One of the reasons the Turks stayed in charge for so long, was a drafting method they implemented to renew their military forces, while reducing the youth population of the various occupied nations. It was known as devshirme, or children-gathering, and the main idea was to take away male children at a very young age and raise them as Turkish soldiers, undergoing a very rough and strict military training, part of which was the conversion to Islam and the programming of hatred towards their mother-nations. The soldiers came to be known as janizaries (from the Greek word yenos, or jenos, which translates to descent).
As a result, parents of sons, would seek out various methods to spare their children, and the most common practice would be to send them, at the youngest age possible, to one of the numerous female Christian convents of the time, and have the nuns raise them as girls, never allowing the boys to know of their anatomical difference to the other nuns.
That’s the historical axis around which Vardis Marinakis spins his drama about a young janizary warrior, who manages to escape his Turkish masters and reach the motherland to find himself wounded and in the care of a group of nuns at a Greek female convent. Obviously, he falls in love with one of the nuns, and after they elope to avoid him being found by the Turks, he discovers the nun is actually a boy.
His drama about two people of such similar and yet so disparate fates, is a composed study in the ideas of sexual and national identity, how one’s idea of identity is formed, and how one’s mind and soul might be plagued by chains due to lack of freedom to form his own version of identity.
Coupled by the jaw-dropping cinematography by Marcus Waterloo and underlined by Marinakis’ expertly choreographed direction, his remarkable elegance and impeccable sense of timing, Black Field is a haunting vision of one of Greece’s darkest moments of history, encapsulated in a beautiful, yet despairing claustrophobic environment, that is uplifted by masterfully economic performances by new-comers Hristos Passalis (also star of Greek sensation, Dogtooth) and Sofia Georgovassili, as well as veteran thespian Despina Babadelli.

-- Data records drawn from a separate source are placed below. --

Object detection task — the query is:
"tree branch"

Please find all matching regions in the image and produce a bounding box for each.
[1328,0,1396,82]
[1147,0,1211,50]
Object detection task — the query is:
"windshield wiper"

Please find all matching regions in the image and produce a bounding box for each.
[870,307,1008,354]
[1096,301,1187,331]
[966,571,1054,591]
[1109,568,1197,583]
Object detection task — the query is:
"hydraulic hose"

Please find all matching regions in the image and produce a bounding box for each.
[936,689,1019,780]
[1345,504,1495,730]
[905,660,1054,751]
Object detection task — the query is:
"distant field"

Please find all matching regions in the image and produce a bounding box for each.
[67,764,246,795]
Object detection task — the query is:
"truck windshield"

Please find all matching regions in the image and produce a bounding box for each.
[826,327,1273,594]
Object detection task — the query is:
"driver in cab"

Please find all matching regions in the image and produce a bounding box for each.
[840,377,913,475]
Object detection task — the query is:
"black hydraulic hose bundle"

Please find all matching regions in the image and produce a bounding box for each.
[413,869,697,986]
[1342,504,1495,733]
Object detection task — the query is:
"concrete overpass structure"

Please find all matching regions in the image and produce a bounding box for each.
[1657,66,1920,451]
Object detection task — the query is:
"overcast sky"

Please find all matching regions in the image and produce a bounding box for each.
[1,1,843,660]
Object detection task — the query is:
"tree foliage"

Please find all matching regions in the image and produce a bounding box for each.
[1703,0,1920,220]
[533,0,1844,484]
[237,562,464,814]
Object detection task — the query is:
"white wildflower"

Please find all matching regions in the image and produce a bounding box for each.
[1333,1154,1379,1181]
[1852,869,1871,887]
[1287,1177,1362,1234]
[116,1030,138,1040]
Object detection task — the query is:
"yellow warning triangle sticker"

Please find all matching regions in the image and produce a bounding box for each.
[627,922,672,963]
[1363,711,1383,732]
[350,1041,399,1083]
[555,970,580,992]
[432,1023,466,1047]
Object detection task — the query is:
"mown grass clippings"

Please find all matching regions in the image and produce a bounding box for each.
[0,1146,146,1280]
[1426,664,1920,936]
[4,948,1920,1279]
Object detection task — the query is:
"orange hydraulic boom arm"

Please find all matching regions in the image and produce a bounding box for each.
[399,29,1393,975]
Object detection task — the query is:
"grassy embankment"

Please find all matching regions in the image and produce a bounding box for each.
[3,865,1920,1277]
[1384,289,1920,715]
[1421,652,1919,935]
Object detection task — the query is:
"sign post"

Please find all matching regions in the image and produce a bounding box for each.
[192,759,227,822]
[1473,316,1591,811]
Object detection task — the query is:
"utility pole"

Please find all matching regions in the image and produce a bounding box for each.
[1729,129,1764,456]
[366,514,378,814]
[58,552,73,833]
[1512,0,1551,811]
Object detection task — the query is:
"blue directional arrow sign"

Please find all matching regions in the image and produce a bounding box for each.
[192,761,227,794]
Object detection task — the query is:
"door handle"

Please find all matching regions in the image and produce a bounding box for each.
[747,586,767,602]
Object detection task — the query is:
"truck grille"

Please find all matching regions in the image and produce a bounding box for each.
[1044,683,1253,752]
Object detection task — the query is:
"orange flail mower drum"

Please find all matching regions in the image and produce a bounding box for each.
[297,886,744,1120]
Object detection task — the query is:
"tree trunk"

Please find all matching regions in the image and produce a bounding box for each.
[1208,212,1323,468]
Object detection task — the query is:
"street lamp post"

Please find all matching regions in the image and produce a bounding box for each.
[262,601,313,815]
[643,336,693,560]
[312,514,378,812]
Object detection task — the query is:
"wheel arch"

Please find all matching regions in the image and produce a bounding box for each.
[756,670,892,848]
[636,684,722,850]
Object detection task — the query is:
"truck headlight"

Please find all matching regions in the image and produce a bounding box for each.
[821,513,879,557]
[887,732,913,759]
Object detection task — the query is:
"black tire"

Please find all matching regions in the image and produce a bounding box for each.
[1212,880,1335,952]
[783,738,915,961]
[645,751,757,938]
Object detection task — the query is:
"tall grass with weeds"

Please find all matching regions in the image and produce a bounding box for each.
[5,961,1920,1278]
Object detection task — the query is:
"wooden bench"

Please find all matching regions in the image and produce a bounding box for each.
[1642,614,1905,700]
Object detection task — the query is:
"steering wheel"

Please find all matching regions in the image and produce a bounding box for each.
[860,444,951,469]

The film hopes to be featured at Berlin's line-up come February, and the fest will be all the stronger for it, if you ask me, but Marinakis will be having his first ever public screening tonight, at the Week of Greek Cinema, a series of screenings set up by the Filmmakers of Greece (FoG) initiative. The FoG group is a rogue group of filmmakers who have caused quite a stir in the Greek film industry, by boycotting this year’s State Awards (the Greek equivalent of the Oscars), in order to push the Greek government to bring forth a much awaited and demanded for new film legislation, that will hopefully replace the one in force since almost two decades ago.